Il whistleblower è colui che rivela comportamenti scorretti, messi in atto dall'organizzazione in cui lavora, che rappresentano un pericolo per la comunità.

Di Mauro Grillini

Pubblicato il 11 Giu. 2014

Aggiornato il 08 Ott. 2014 09:31

 

 

Con il termine whistleblower si fa riferimento a un individuo che, internamente o esternamente all’organizzazione in cui lavora, rivela comportamenti scorretti commessi all’interno della stessa, i quali rappresentano un pericolo per la comunità.

 

[blockquote style=”1″]Se adeguarsi vuol dire rubare, io non mi adeguo (Sandro Pertini).[/blockquote]
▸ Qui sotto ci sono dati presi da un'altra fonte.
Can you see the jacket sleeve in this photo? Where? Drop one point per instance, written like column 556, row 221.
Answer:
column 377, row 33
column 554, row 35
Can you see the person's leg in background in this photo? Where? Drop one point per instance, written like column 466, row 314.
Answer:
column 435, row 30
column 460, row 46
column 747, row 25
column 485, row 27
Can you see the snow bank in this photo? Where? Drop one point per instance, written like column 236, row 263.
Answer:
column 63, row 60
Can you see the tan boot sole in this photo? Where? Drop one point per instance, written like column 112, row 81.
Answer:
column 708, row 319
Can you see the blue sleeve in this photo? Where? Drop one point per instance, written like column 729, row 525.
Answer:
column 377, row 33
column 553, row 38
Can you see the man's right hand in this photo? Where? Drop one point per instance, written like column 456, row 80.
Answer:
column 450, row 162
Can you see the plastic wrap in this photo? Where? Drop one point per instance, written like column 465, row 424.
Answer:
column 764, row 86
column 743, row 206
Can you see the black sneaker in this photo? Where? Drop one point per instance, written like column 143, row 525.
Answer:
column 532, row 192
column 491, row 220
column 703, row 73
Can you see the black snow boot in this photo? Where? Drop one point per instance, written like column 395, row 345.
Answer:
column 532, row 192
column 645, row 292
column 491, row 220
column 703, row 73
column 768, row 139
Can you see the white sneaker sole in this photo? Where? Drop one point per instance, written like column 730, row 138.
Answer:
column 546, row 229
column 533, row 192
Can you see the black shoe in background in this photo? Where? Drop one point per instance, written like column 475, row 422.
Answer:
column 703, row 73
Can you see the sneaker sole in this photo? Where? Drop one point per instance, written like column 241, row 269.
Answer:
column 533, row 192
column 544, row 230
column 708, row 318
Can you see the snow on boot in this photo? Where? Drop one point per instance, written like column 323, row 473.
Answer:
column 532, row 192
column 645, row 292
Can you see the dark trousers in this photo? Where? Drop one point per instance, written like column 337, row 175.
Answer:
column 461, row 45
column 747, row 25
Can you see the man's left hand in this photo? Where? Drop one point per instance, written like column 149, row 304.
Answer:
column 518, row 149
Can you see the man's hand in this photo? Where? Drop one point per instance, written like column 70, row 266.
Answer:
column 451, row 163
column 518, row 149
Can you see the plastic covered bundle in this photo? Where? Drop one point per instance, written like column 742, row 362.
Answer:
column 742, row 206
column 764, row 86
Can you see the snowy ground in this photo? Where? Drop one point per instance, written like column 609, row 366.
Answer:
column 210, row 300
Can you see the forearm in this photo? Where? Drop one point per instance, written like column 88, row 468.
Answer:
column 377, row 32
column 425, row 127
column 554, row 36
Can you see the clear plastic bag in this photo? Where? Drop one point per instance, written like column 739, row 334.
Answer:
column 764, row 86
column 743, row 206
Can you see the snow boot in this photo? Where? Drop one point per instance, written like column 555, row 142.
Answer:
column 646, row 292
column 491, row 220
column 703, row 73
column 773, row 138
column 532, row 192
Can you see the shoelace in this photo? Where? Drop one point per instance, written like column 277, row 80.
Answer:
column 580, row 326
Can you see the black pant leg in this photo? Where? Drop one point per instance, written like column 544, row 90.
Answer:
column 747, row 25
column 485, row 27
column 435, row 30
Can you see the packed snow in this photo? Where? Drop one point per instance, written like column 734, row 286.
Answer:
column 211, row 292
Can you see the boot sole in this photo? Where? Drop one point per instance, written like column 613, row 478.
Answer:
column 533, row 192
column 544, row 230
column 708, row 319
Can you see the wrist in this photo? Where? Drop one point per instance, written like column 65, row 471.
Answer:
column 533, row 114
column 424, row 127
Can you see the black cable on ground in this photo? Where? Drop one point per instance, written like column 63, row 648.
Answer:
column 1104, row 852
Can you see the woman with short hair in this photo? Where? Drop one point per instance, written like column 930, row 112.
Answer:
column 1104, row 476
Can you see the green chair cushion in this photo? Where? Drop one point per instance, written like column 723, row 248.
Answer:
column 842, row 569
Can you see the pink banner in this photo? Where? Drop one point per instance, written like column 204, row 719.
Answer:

Con il termine whistleblower (lett. soffiatore di fischietto) si fa riferimento a un individuo che, internamente o esternamente all’organizzazione in cui lavora, rivela errori o comportamenti scorretti commessi all’interno della stessa, i quali rappresentano un danno o pericolo per la comunità.

Questa figura – ben rappresentata nell’omonimo film del 2011 –  e spesso al centro di notizie di cronaca giudiziaria, italiana e non – si trova a fronteggiare un’autorità superiore, che decide consapevolmente di sfidare, rischiando probabili ritorsioni e la perdita del lavoro stesso.

Come notano Nemeth e Goncalo (2004) molte organizzazioni, aziende e istituzioni tendono infatti a prediligere al proprio interno atteggiamenti di conformismo e coesione, inquadrando gli individui non allineati come minaccia (Collins e Porras, 1994) verso cui attivare meccanismi di persuasione o di vero e proprio rifiuto ed espulsione dal gruppo (Levine, 1989; Nemeth, 1997). I celebri studi di Milgram (Milgram, 1963; Milgram, 1965; Milgram, 1974) inoltre hanno dimostrato che vi sono fattori di natura situazionale che favoriscono massicciamente comportamenti acquiescenti verso un’autorità riconosciuta, anche di fronte a richieste lesive dell’integrità altrui.

Può essere dunque interessante dal punto di vista psicologico capire cosa spinge il whistleblower a denunciare e in quali dimensioni si distingue dai colleghi che, a parità di condizioni esterne, prediligono il silenzio.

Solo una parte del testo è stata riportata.